Игорь кивнул и спросил:
– Ну ты как вообще? Цел?
– Более-менее. Рубаху ее слюнями проело, – проворчал бородач, проводя рукой по груди. – Ожог на коже, похоже, ноет. И ребро-другое наверняка сломано. Но, главное, живой.
– Ладно, в путь. А то мне совсем не хочется связываться с той махиной, что сюда идет.
– Согласен, – не стал спорить Громобой. – Хватит с меня впечатлений на сегодня.
Перешагнув через труп прожженной крысособаки, они устремились во двор, где, по заверению Вадима, находилась Мертвая Зона.
А гул меж тем продолжал нарастать, с каждой секундой становясь все громче и громче. Таинственное существо медленно, но верно приближалось к месту, где нашла свою погибель стая крысособак под предводительством пса-гиганта, едва не прикончившего Громобоя.
Преданный «Рекс» стоял на самом краю заброшенного поля, о котором рассказывал маркитант. Робот едва ли не приваливался боком к полуразрушенной многоэтажке, давно растерявшей все оконные стекла. Двери и рамы из дерева шли на растопку костров, у которых ночевали самые разные путники – от местных нео и разведчиков Кремля до пришлых, пожаловавших сюда из-за МКАДа.
Не успели они добраться до био, а Вадим уже заорал:
– Где вы застряли, уважаемые? Я уже решил, что вас сожрали!
– Помалкивай, мразь, – огрызнулся Громобой, но как-то непривычно вяло, без огонька.

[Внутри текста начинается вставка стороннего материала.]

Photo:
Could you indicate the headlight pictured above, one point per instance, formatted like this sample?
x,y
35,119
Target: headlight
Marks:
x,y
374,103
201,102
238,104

Игорь покосился в сторону нейроманта. Состояние его явно стремительно ухудшалось: лицо стало бледное, глаза красные, идет, пошатывается. Вот бородач подошел к био вплотную и, привалившись к нему плечом, сказал:
– Не до тебя…
«Пришла беда, откуда не ждали, – думал Игорь, глядя на спутника. – Интересно, насколько все плохо? Громобой, конечно, тертый калач, и в Москве явно не первый день, но мало ли? Имея в соратниках такого могучего робота, как «Рекс», наверное, быстро отвыкаешь от постоянных стычек… Да и со сломанными ребрами и ожогами явно приятного мало бродить…»
– Ты как? – спросил дружинник вслух.
– Я? Я… нормально. – Бородач с явным трудом выдавил из себя улыбку, которая не продержалась в линии губ и секунды. – Давай, наверное, дальше пойдем…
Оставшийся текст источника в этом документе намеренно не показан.